Blog

7 December 2008

Screen Shots

Doubt

Doubt, the Catholic moral drama starring Meryl Streep and Philip Seymour Hoffman, is engaging for a while, but it ends up imploding. Streep plays a nun in 1964 who hates sugar, ballpoint pens and anything remotely approaching an enhancement of the lives of men. Her view is that suffering is the point of one’s existence, so when a liberal priest (Hoffman) comes to St. Nicholas—with the first Negro student enrolled at the school—she’s immediately on guard.
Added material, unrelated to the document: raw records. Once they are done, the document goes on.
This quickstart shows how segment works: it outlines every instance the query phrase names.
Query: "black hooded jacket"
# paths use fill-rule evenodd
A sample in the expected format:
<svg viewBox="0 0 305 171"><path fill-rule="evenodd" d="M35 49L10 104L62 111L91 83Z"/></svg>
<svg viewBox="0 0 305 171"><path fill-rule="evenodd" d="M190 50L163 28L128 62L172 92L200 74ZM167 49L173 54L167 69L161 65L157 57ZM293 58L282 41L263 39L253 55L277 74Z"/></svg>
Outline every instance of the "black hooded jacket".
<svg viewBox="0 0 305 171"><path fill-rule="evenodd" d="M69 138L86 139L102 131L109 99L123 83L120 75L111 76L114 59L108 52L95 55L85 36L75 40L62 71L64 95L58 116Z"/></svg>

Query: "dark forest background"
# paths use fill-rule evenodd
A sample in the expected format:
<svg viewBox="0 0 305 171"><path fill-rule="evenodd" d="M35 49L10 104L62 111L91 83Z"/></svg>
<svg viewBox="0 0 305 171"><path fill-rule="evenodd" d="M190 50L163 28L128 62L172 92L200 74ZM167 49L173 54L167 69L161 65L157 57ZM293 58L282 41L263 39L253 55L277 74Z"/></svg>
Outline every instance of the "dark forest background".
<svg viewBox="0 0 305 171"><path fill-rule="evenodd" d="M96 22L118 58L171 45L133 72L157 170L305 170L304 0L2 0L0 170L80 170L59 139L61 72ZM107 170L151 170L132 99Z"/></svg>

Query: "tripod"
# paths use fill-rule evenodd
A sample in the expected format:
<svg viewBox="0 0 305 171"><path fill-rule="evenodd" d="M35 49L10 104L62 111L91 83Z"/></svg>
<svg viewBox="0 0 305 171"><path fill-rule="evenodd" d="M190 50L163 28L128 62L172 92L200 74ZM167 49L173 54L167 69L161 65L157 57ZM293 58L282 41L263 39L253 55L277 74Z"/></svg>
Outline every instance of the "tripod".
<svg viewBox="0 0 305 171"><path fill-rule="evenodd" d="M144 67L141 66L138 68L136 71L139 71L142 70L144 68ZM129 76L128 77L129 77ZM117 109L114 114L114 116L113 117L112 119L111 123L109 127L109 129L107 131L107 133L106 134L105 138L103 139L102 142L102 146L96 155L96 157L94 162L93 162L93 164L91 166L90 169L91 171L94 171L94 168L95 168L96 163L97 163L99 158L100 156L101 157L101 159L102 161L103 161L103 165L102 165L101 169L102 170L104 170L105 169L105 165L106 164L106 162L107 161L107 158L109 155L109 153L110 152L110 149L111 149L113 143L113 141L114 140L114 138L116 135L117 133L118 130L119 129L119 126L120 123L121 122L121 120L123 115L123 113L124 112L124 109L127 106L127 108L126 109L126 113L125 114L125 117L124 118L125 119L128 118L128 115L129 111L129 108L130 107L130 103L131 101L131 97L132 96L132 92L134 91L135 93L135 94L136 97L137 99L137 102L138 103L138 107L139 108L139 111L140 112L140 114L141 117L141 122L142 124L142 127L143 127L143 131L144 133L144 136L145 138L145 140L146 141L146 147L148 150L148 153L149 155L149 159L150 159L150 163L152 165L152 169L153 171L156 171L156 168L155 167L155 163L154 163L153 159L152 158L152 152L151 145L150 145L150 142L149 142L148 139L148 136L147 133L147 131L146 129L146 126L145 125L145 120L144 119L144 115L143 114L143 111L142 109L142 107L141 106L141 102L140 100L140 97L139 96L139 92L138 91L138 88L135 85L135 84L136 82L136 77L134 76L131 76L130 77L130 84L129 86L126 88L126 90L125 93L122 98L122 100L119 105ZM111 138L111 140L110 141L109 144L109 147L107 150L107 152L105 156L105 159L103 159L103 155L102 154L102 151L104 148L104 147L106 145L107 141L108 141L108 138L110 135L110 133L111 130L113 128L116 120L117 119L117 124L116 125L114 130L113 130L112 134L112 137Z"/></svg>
She’s like a one-woman Taliban, physically striking children in church and bearing false witness when it suits her—but she may be right in her unsubstantiated suspicion that Father Flynn (Hoffman) is molesting the Negro altar boy in private quarters. The doubt is seeded through an innocent vessel played by Amy Adams. With such an interesting conflict, Doubt ought to be excellent, but instead it dodges the question of what happened and, like an agnostic arguing with himself about faith and reason, is eventually more like a game than a drama about a devastating accusation with real consequences. Hoffman makes off with every scene, Adams is great and Streep overacts as always. Doubt does nail the disparity between the Catholic Church’s coddled priests and hardworking nuns.

I highly recommend Frost/Nixon, directed by Ron Howard (The Da Vinci Code); also added my review of The Queen.